The best documentary award became part of the Oscars in 1942, and the list of winners is quite impressive. In the early years of the category, the State Department and various branches of the US military were regularly nominated, and even won. Over time, films critical of the government and its policies — whether the focus is on labor, nuclear war or the surveillance state — are more likely to take home the prize. At the Oscars, the documentary category may tell us more about America than anything else.
One of my favorite winners is from 1970: “Woodstock” by Michael Wadleigh (for rent on major platforms). It ran for over three hours when it was first shown; a 1994 director’s cut went to about four. The film is a document of a successful music festival in 1969 near Woodstock, NY, which in the decades since has taken on almost mythical proportions in American culture, a touchstone for boomers and everyone after.
What is clear in the film is how Woodstock was almost a disaster, logically speaking. More people showed up for the three-day festival than anyone expected. There wasn’t enough food to go around, and the entire homeless crowd was nearly fried in an electrical storm. It’s easy to imagine an outbreak of violence, or some other horrific event that would consume cultural memory. In fact, that happened a few months later, when a teenage Rolling Stones fan was stabbed and beaten to death at Altamont Speedway, an event captured by Albert and David Maysles in their 1970 film “Gimme Shelter.” (“Everything that people feared would happen (but didn’t) at Woodstock happened at Altamont,” New York Times critic Vincent Canby wrote of that film.)

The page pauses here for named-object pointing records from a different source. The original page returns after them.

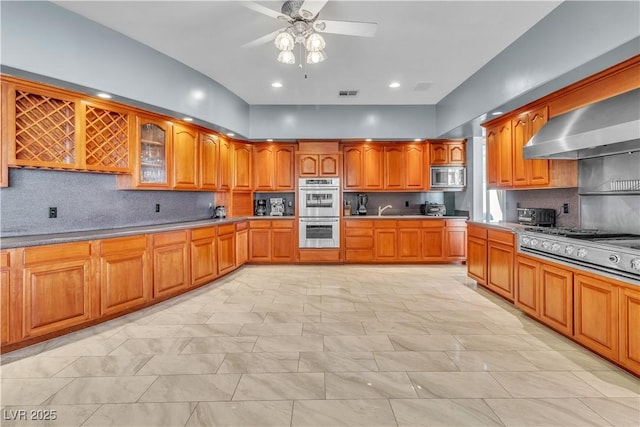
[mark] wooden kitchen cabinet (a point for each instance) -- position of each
(273, 167)
(209, 156)
(500, 260)
(242, 243)
(272, 241)
(409, 240)
(527, 285)
(171, 266)
(556, 298)
(242, 154)
(595, 315)
(186, 168)
(6, 310)
(226, 248)
(312, 165)
(629, 333)
(477, 253)
(204, 262)
(447, 153)
(225, 157)
(57, 286)
(125, 276)
(433, 240)
(358, 240)
(456, 239)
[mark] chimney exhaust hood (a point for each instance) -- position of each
(611, 126)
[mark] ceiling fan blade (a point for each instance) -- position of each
(362, 29)
(264, 10)
(262, 40)
(310, 8)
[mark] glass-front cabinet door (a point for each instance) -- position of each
(153, 138)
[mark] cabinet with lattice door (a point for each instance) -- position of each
(57, 129)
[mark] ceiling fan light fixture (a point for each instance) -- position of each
(316, 57)
(286, 57)
(284, 41)
(315, 42)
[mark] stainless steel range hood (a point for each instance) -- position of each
(611, 126)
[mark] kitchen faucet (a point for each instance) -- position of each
(381, 209)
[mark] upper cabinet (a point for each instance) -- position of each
(52, 128)
(186, 166)
(242, 154)
(273, 167)
(448, 152)
(506, 166)
(385, 166)
(152, 170)
(318, 164)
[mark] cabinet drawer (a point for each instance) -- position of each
(203, 233)
(358, 224)
(171, 238)
(409, 224)
(477, 231)
(505, 237)
(78, 250)
(123, 244)
(386, 224)
(436, 223)
(226, 229)
(260, 224)
(357, 232)
(359, 242)
(282, 223)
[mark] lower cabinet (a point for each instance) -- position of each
(226, 248)
(629, 333)
(556, 298)
(596, 320)
(389, 240)
(500, 259)
(272, 241)
(125, 276)
(57, 287)
(477, 253)
(204, 262)
(242, 243)
(171, 272)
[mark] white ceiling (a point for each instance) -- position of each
(437, 44)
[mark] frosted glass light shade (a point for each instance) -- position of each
(316, 57)
(315, 43)
(284, 41)
(286, 57)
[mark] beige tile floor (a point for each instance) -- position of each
(320, 346)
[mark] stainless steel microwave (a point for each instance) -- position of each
(448, 177)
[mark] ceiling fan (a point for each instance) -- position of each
(304, 28)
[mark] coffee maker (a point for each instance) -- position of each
(261, 207)
(363, 199)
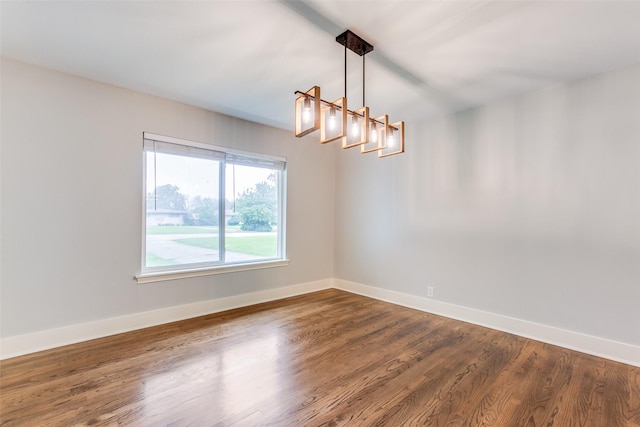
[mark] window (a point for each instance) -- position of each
(209, 207)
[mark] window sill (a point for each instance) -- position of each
(185, 274)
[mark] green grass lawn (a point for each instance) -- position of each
(153, 260)
(265, 246)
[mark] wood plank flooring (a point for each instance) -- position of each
(329, 358)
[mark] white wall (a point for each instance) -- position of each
(71, 206)
(527, 208)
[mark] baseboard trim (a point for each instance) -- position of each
(596, 346)
(52, 338)
(44, 340)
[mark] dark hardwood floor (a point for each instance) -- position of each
(324, 359)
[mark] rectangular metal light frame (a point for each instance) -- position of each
(349, 141)
(340, 105)
(313, 95)
(382, 123)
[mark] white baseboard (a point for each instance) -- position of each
(601, 347)
(52, 338)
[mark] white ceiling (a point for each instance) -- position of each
(246, 58)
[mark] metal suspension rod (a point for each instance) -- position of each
(363, 103)
(345, 71)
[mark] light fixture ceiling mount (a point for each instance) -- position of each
(353, 127)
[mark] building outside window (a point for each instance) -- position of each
(209, 207)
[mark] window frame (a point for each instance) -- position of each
(226, 156)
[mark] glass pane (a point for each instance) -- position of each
(251, 231)
(182, 210)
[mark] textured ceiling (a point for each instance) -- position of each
(246, 58)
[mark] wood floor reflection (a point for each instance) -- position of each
(324, 359)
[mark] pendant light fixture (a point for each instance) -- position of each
(353, 127)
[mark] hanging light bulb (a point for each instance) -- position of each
(306, 110)
(355, 127)
(332, 117)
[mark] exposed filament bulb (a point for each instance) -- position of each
(306, 110)
(355, 127)
(332, 118)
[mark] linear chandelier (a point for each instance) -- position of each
(353, 127)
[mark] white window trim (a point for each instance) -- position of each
(154, 274)
(198, 272)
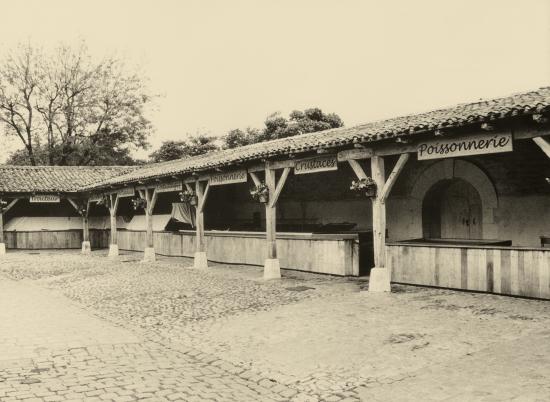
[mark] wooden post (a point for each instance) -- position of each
(151, 199)
(2, 244)
(272, 268)
(200, 260)
(113, 206)
(2, 212)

“Woodstock” is a fascinating watch, as the cameras wander from the stage to the organizers’ chaotic approach to crowd management in the many ways attendees have figured out how to take care of each other. (And there was, of course, the music.) Just as the festival threatened to spiral out of control at any moment, the filming was a skin-of-the-teeth operation, with a team led by many young and relatively inexperienced who are film makers. . Maybe that’s why it ended up working.
In fact, that’s why I’m thinking about it: out of the mud holding a camera is a very young Martin Scorsese, fresh out of film school. According to cameraman Hart Perry in the a Rolling Stone article about “Woodstock,” Scorsese tried to sleep under the stage in a pup tent, knocked over the pole and got stuck in the tent. “He had claustrophobia and was screaming for someone to help him,” Chew said. “But he’s not Martin Scorsese, he’s a bastard from Little Italy.”
Scorsese, of course, became a man. This year his drama “Killers of the Flower Moon” was nominated for 10 Oscars — and one of those was for Thelma Schoonmaker, his longtime editor. He and Scorsese began their work together in 1967, with their first feature, “Who’s Knocking at My Door.” Soon after, he worked as an editor at, you guessed it, “Woodstock.” For moviegoers, the documentary’s legacy extends beyond its subject matter.